PAPILLOMA, SEROUS ADENOFIBROMA, AND CYSTADENOFIBROMA
The serous epithelial tumors of the ovary include three subgroups in which the ﬁbromatous elements over-shadow the proliferation of “serous” epithelium. Although histogenetically similar, they present gross and microscopic differences. These variants may be classiﬁed as surface papillomas, adenoﬁbromas, and cystadenoﬁbromas. Adenoﬁbromas are most commonly found as ovarian masses but may also occur in the cervix or uterine body. Adenoﬁbromas are also closely related to cystadenoﬁbromas that contain cystic areas but still contain more than 25% ﬁbrous connective tissue.
Surface papillomas are solid ﬁbromatous papillomas covered by “serous” epithelium. They may appear as a localized accumulation of minute, ﬁne, warty excres-cences; as conspicuous, multiple, ﬁngerlike, polypoid projections; or as large cauliﬂower growths, completely enveloping the ovary and ﬁlling the pelvis. Microscopi- cally, the papillae are composed of ﬁbrous tissue with varying degrees of cellularity and hyalinization, covered by a single layer of mesothelial or cuboidal cells. Surface papillomas may occur singly or in conjunction with other forms of serous epithelial tumors. They are benign and, usually, of no clinical signiﬁcance. However, the marked proliferative activity, evidenced in large exophytic papillary growths, makes a gross decision as to their benign or malignant character most difﬁcult.

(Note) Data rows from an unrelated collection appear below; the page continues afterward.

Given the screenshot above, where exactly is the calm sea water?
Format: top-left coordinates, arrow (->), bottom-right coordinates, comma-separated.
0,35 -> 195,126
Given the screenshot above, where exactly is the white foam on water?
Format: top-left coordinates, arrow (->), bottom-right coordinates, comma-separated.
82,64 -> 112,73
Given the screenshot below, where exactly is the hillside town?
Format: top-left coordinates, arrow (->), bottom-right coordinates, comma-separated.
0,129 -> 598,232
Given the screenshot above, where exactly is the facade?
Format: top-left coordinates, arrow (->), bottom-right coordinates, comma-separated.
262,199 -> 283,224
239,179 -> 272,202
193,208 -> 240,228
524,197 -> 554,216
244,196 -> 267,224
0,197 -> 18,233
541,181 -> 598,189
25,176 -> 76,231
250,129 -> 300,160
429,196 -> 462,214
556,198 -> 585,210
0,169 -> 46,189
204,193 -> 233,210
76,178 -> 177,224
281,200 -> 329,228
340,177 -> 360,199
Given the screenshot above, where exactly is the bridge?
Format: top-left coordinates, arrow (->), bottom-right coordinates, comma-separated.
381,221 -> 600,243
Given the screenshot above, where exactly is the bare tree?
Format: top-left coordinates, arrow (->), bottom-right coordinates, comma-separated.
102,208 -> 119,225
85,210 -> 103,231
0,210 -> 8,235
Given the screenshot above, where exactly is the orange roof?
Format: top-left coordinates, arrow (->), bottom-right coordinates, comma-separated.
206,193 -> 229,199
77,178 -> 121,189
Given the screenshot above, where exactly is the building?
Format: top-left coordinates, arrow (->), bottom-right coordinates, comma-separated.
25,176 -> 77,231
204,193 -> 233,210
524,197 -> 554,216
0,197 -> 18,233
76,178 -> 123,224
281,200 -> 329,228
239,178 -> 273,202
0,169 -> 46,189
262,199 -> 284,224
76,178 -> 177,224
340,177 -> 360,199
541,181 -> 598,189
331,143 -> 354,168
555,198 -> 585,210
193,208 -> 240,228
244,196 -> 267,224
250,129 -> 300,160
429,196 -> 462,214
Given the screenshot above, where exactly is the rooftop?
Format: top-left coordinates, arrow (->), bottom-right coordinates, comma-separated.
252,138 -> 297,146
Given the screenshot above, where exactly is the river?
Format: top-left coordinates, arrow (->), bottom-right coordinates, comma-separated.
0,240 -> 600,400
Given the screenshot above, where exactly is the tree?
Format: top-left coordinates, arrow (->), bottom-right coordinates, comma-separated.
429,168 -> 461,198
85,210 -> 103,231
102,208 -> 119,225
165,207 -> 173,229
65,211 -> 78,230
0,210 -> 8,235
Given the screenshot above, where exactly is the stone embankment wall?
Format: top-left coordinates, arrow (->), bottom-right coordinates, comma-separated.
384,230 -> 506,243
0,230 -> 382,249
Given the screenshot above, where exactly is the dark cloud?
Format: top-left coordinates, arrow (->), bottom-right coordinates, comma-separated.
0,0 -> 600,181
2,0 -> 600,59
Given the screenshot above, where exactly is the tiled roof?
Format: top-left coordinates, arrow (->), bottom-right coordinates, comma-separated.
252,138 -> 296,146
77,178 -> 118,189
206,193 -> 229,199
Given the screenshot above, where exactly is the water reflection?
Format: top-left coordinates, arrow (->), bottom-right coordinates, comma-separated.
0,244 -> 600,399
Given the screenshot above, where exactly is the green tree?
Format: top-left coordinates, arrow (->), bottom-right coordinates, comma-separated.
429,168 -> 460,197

Serous adenoﬁbromas of the ovary are benign, ﬁbromatous tumors containing serous adenomatous elements. They represent a variation of serous epithelial neoplasms. They have also been referred to as ﬁbroadenomas, ﬁbromas with inclusion cysts, cystic ﬁbromas, serous cystadenomas, solid adenomas, and adenocystic ovarian ﬁbromas. The lesion is rare and occurs most often after the age of 40 years. The tumors are usually encountered accidentally on pelvic examination or as incidental ﬁndings at laparotomy. Occasionally, if suf-ﬁciently large, they may give rise to local discomfort or pressure symptoms. Grossly, these neoplasms are solid, slightly irregular in contour, smooth-surfaced, and ﬁrm. On section, they are composed of gray-white, compact, interlacing bundles of connective tissue. Minute cystic spaces may be visible. The tumors vary considerably in size. They may be unilateral or bilateral (15%), single or multiple. An early lesion may appear as a tiny, ﬁrm, white, ﬂat, oval, or serrated structure on the surface of the ovary or as a small nodule in the ovarian cortex. Growing, the tumor may replace most of the ovary. Grossly, the serous cystadenoﬁbroma resembles the Brenner tumor, ﬁbroma, ﬁbromyoma, or theca cell tumor. Histologically, the neoplasm is composed of a dense connective tissue matrix in which are embedded numerous small cystic spaces. The latter are lined by compact, single-layered, cuboidal or low-columnar, often ciliated epithelium. The ﬁbromatous tissue is predominant. It manifests a whorl-like arrangement of spindle cells, with varying degrees of hyalinization. The epithelial glands are round, oval, irregular, or slitlike. Psammoma bodies are frequently found.
Serous cystadenoﬁbromas are adenoﬁbromas in which the cystic spaces are conspicuously enlarged. They may also be regarded as cystadenomas in which at least one quarter of the tumor mass is solid and ﬁbromatous. The neoplasms possess all the gross and microscopic features of adenoﬁbromas, except that they are usually larger, more irregular, and semicystic. Within the cystic spaces, papillations may occur.
Serous adenoﬁbroma and cystadenoﬁbroma are benign. Malignancy has not been observed, despite the fact that such potentialities would be expected to be similar to those of serous cystadenomas. Therapy consists of surgical excision. This is in contrast to pure serous tumors, which are more likely to be found with poorer differentiation. Papillary surface carcinomas of the ovary are most likely to be serous in type. A frozen-section histologic evaluation should be considered for any ovarian mass that appears suspicious for malignancy.